According to Venture Beat, after being terminated from Bungie, seemingly “without cause“, longtime audio director Marty O’Donnell has settled a lawsuit that claimed he was owed unpaid wages. O’Donnell was originally hired in May of 2000 and worked on all of Bungie’s titles since, including creating the iconic soundtracks to the Halo series. The lawsuit claimed that after his April 11th firing he was owed wages for “accrued but unused vacation, paid time off, sabbatical time, and other benefits”. The suit was just settled, giving O’Donnell $95,000.
Bungie will pay former composer Marty O’Donnell $95,000 as part of a settlement over unpaid wages
The original firing was a very surprising turn of events. O’Donnell was a very well-respected composer doing some of the best work in the industry. His Halo soundtracks have become legendary, being played at live concerts and sold as limited edition CDs. O’Donnell even worked on Bungie’s latest game Destiny, which is set to release on September 9th. Kotaku recently claimed that “the Destiny soundtrack is so good it’s distracting” and I have to agree. So it’s not like his work wasn’t up to performance standards.
We’ll likely never truly know why O’Donnell was let go from Bungie, but with this settlement it seems like the two have fully parted ways. Bungie originally denied the claims, as is standard practice for most lawsuits against major companies. Other claims have been made by O’Donnell against Bungie CEO Harold Ryan, but those are being worked out in arbitration.

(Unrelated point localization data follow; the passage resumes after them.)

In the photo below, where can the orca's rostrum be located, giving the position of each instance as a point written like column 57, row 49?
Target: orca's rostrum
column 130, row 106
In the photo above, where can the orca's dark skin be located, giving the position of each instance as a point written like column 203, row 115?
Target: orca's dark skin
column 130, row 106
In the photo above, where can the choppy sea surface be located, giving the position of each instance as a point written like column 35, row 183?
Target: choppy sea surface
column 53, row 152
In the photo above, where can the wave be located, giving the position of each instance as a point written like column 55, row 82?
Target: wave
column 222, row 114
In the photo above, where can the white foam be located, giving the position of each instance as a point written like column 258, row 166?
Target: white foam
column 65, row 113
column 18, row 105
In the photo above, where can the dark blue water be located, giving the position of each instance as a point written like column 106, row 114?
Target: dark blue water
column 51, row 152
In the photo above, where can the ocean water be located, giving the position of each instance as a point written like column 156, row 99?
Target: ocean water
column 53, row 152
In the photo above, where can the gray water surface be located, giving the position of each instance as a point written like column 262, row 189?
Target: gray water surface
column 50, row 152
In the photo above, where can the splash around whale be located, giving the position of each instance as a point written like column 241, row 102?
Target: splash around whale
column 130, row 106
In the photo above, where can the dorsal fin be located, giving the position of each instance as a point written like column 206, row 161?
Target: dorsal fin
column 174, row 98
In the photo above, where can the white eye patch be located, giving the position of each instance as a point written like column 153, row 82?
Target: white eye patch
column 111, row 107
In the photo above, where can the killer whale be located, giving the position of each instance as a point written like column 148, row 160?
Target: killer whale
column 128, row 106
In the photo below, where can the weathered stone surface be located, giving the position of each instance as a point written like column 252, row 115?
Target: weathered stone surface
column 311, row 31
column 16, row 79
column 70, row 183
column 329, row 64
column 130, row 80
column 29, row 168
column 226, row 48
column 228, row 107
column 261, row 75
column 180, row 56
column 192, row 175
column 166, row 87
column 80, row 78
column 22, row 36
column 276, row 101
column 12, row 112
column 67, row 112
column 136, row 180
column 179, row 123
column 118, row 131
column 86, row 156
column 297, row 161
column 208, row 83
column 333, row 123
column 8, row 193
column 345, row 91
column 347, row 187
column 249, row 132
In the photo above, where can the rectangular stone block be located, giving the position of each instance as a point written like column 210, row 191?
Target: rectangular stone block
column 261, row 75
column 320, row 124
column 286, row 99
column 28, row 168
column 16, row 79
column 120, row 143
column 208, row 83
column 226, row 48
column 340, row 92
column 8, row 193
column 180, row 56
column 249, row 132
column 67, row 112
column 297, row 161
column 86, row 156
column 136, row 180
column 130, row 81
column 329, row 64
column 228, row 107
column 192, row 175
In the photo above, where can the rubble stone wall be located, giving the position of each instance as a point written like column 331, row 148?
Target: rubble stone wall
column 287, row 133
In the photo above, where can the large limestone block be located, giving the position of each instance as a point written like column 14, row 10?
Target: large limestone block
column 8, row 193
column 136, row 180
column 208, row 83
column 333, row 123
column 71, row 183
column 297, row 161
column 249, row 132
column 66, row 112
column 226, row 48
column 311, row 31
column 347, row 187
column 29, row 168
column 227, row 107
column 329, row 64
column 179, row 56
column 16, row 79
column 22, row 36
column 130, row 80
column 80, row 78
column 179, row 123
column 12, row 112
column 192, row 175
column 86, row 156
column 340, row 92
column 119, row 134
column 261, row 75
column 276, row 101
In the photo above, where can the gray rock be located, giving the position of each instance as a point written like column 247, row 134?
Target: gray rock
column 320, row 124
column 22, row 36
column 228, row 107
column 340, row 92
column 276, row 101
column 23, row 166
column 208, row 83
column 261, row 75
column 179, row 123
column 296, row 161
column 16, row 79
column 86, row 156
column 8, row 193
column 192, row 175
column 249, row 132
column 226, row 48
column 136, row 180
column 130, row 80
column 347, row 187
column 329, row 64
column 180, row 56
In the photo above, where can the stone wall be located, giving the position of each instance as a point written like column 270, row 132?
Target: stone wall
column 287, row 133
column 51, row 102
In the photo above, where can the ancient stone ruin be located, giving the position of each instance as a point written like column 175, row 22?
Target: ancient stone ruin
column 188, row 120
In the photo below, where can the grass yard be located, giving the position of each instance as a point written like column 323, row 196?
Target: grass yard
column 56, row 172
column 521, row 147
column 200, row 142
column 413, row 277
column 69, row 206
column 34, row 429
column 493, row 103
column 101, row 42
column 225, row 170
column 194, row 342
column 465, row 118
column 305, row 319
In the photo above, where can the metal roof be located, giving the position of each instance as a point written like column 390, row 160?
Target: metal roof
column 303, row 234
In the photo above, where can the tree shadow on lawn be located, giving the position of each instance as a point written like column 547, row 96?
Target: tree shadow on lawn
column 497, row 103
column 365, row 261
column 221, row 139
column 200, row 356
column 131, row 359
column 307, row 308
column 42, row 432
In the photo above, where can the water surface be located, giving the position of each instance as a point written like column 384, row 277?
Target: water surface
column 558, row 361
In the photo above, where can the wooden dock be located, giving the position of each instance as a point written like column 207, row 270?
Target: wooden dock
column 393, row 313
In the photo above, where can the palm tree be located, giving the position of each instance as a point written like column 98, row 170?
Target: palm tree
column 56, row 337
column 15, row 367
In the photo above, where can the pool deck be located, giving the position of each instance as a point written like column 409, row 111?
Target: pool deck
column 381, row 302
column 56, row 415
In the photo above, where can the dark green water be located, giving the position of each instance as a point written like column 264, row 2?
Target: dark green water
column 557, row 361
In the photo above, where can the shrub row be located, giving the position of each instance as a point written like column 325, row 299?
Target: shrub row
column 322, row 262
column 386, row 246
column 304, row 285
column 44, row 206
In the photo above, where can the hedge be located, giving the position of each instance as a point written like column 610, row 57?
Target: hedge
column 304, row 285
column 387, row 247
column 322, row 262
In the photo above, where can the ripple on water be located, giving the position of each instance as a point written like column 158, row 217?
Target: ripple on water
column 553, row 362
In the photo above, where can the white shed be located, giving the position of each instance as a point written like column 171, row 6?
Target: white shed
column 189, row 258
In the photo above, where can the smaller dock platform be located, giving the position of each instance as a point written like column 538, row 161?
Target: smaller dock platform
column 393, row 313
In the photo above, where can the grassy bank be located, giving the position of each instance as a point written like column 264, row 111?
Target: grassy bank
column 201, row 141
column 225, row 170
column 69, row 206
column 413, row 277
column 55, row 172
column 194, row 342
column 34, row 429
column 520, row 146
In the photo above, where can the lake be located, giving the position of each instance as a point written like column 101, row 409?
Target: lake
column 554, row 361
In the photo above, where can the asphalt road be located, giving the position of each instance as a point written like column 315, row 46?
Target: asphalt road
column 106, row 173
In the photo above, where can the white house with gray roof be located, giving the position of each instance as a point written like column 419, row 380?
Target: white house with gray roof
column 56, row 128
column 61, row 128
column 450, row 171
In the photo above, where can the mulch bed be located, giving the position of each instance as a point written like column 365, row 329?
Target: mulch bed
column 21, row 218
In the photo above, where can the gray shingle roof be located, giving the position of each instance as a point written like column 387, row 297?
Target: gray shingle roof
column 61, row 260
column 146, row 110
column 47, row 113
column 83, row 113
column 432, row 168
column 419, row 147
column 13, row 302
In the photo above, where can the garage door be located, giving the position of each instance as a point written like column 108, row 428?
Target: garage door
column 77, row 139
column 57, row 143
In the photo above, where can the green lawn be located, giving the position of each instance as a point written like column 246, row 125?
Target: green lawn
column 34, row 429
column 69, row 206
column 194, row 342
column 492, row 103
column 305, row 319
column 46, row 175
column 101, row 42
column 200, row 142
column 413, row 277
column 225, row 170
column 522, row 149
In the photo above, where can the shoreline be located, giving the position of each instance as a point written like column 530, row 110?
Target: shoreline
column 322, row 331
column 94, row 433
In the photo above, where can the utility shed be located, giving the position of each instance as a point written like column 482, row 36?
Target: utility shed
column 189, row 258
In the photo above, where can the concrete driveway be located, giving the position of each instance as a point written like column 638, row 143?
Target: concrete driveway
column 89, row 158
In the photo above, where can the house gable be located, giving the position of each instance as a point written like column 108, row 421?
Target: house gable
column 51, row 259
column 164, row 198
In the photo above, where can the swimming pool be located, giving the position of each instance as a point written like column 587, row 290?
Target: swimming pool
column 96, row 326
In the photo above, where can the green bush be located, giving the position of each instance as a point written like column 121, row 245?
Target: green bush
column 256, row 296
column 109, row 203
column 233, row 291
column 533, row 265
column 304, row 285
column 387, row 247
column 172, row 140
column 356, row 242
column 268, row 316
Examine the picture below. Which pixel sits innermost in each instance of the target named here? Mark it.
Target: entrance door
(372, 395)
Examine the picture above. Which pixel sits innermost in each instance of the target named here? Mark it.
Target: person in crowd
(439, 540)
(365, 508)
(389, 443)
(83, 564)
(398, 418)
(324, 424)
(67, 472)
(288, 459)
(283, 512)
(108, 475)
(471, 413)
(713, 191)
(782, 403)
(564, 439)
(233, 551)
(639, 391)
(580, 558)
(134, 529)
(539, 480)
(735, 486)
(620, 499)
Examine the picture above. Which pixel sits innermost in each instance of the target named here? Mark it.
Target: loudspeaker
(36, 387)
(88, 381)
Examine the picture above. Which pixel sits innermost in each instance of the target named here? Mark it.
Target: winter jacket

The full breakdown of the settlement is that Ryan will pay O’Donnell $38,385 in unpaid work and vacation time. This is then doubled to cover the damages against O’Donnell caused by the whole ordeal, coming to $76,770. Finally attorney’s fees, taxes, and interest are added in making the final total $95,019.13.
The saddest part of this turn of events for me is that we won’t get to enjoy O’Donnell’s work on any future Bungie titles, including any sequels to Destiny. O’Donnell has not commented on any future work he might take on, but with his talent it is unlikely he will remain between jobs for long.